Pootlization of the Vinaya

@Vimala has embarked on the difficult project of adapting @Brahmali’s Vinaya translation for Pootle. this thread is for us, with @blake, to discuss various issues this raises.

Here’s Ayya’s first email.


I started working with these pootle files and have some questions.

First of all I have segmented both the pali and Ajahn Brahmali’s text and use the pali.po to add Ajahn Brahmali’s as a “msgstr”.

So for instance, I then get something like this:

#. </h2><p class="namo"><a class="sc" id="1"></a>
msgctxt "pi-tv-bu-vb-intro:6.1"
msgid "Namo tassa Bhagavato Arahato Sammāsambuddhassa."
msgstr "Homage to the Master, the Perfected One, the fully Awakened One"

What do I do with coding elements in both files? From the pali, most of the coding is added above the text (as above), apart from the occasional notes that stay inside the pali text “msgid”, but do I simply delete all the coding from Ajahn Brahmali’s text? And what do I do with quotemarks that are added in the English and other typography-marks.

This example has both a <span> in the pali and an <a> tag in the English as well as a quotemark in the English.

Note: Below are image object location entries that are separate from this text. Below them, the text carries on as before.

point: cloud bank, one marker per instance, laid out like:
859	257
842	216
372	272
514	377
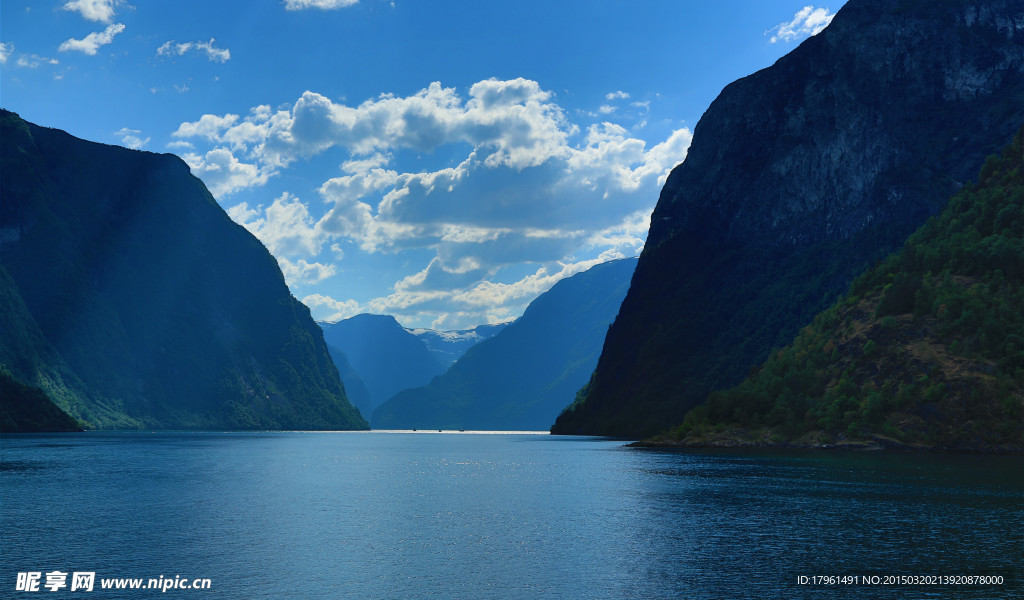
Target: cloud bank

msgctxt "pi-tv-bu-vb-intro:7.5"
msgid "itipi so bhagavā arahaṃ sammāsambuddho vijjācaraṇasampanno sugato lokavidū anuttaro purisadammasārathi satthā devamanussānaṃ buddho <span class=\"var\" title=\"bhagavāti (s1-3)\" id=\"note1\">bhagavā</span>’, so imaṃ lokaṃ sadevakaṃ samārakaṃ sabrahmakaṃ sassamaṇabrāhmaṇiṃ pajaṃ sadevamanussaṃ sayaṃ abhiññā sacchikatvā pavedeti, so dhammaṃ deseti ādikalyāṇaṃ majjhekalyāṇaṃ pariyosānakalyāṇaṃ sātthaṃ sabyañjanaṃ;"
msgstr "‘He is indeed a Master, a perfected one, fully awakened, complete in true knowledge and conduct, accomplished, knower of the world, unsurpassed trainer of tamable people, teacher of gods and humans, the Awakened <a class=\"pts-vp-en\" id=\"BD.1.2\" href=\"#BD.1.2\">BD.1.2</a> One, the Master. With his own insight he has realized this world with its gods, its lords of death, and its supreme beings, this population with its ascetics and brahmins, its gods and humans, and he makes it known to others. He expounds a Teaching that is good in the beginning, good in the middle, and good in the end, with the right meaning and phrasing."

In the above case for instance, the pali ends in “;” but goes on in the next line. The above example also has four sentences in the English while the pali only part of a sentence. (ending in “;”). So is it best to either split the pali to fit the English sentences or add the whole pali sentence as well as the English translation to this item. So basically the question is: how do I best split up the sentences?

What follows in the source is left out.